Quand je ne pouvais plus reculer, je rentrais

 


 

[ La vie d'avant ]


Les uns ont dit "La prochaine fois ce sera chez nous d'accord ?", les autres ont répondu "Ok mais alors la fois suivante chez nous". Ils sont comme ça mes amis, ils se battent en riant pour donner du plaisir aux gens. J'ai pensé, vous pouvez bien prévoir ça où vous voulez, chez les uns, chez les autres ou nulle part, étalés dans un grand jardin ou entassés dans une minuscule cuisine, je m'en fous pas mal du moment que je suis avec vous. On bouffera des chips industrielles ou du gigot de sept heures, ça me sera bien égal, du moment qu'en levant les yeux de mon assiette je croise les vôtres. Et puis quand sonnera l'heure de se dire bonne nuit, rentre bien et roule pas trop vite, hahaha j'déconne je sais bien que t'as pas pris la voiture pour faire trois cent mètres, quand sonnera l'heure, je n'aurai pas peur. Pas comme avant. Avant, quand il me fallait un peu d'ivresse pour noyer un je-ne-sais-quoi d'amertume et tenter de rester dans le moment présent.
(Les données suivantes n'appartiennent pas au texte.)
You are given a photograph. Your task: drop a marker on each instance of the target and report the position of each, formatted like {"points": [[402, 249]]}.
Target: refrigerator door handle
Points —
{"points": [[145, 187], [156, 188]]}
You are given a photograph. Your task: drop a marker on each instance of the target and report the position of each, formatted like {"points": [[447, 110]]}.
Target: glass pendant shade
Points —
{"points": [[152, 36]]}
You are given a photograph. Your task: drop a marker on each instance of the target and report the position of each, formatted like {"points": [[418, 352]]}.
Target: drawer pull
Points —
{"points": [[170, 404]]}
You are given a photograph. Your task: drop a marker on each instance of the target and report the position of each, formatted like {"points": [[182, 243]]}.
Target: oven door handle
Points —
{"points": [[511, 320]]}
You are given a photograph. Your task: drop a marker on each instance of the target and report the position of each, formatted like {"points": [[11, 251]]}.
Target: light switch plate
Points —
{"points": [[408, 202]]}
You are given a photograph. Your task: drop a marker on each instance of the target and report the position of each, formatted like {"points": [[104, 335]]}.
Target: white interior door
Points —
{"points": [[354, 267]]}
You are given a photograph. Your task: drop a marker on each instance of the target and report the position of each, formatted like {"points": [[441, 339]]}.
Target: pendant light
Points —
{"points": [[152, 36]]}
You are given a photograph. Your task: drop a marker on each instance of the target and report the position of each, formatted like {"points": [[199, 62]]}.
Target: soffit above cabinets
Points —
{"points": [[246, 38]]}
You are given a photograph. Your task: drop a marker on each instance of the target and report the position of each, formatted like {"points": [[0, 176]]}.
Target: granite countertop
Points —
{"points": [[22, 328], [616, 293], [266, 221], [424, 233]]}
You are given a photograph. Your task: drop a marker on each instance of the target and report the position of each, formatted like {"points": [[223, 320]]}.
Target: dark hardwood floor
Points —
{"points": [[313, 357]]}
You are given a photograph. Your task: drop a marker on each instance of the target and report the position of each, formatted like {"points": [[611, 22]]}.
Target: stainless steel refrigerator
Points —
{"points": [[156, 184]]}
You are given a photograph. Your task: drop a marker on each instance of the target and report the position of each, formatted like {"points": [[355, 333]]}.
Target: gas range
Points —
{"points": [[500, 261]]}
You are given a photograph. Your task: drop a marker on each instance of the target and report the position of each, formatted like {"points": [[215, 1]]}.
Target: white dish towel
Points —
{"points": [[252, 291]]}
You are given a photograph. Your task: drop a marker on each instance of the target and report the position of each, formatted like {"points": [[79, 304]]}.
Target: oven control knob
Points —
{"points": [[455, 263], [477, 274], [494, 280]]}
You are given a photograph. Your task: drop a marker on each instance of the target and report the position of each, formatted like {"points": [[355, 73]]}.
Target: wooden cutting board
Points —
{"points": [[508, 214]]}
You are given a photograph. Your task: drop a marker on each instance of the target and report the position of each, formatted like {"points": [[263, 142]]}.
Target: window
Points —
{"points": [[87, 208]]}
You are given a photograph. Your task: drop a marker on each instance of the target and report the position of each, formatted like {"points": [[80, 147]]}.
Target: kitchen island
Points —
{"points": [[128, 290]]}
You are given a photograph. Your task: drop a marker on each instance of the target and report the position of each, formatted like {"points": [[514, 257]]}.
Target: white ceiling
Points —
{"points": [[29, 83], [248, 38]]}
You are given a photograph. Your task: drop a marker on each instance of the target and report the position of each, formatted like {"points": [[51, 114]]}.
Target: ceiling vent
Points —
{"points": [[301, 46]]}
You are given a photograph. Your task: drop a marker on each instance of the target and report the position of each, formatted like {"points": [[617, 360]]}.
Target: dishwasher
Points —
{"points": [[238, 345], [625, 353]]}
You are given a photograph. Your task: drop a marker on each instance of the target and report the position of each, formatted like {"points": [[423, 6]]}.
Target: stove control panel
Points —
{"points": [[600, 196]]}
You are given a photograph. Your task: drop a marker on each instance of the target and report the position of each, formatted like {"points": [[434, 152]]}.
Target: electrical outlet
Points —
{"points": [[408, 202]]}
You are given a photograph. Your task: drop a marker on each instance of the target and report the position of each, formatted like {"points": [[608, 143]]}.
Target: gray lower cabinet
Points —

Parfois, souvent, il partait avant moi, la fatigue ou les enfants à coucher, un quelconque prétexte. Moi, je restais auprès de mes amis, je profitais d’une heure de répit. Quand il devenait évident que je ne pouvais pas reculer mon retour, j'enfilais ma veste, distribuais des au-revoir que j'aurais préféré taire, et je passais la porte, la tête basse, le moral pas mieux loti, le bonheur éclaté en mille morceaux à l’idée de le retrouver à la maison. Je rentrais. C’est sur le chemin que se faisait la transition : quelque part sur un des trottoirs du quartier, en regardant mes pieds, ou les étoiles, je laissais à contrecœur une partie de moi-même derrière moi, je levais la tête, fronçais les sourcils et serrais les poings pour affronter ma vie de devant. J’aurais tant souhaité marcher à l’envers, ces soirs-là. Si tu regardes bien, quelque part sur ces trottoirs, tu devrais pouvoir encore trouver des morceaux de moi. Tombés entre mes deux mondes.

Aujourd’hui, c'est fini. Lorsque je fais ce chemin, c’est une jolie solitude qui m’attend. Douce parce que salutaire parce que choisie. Aujourd'hui, mes poings ne se serrent plus et les étoiles, c'est pour toujours, et si je regarde mes pieds c'est juste pour éviter les flaques.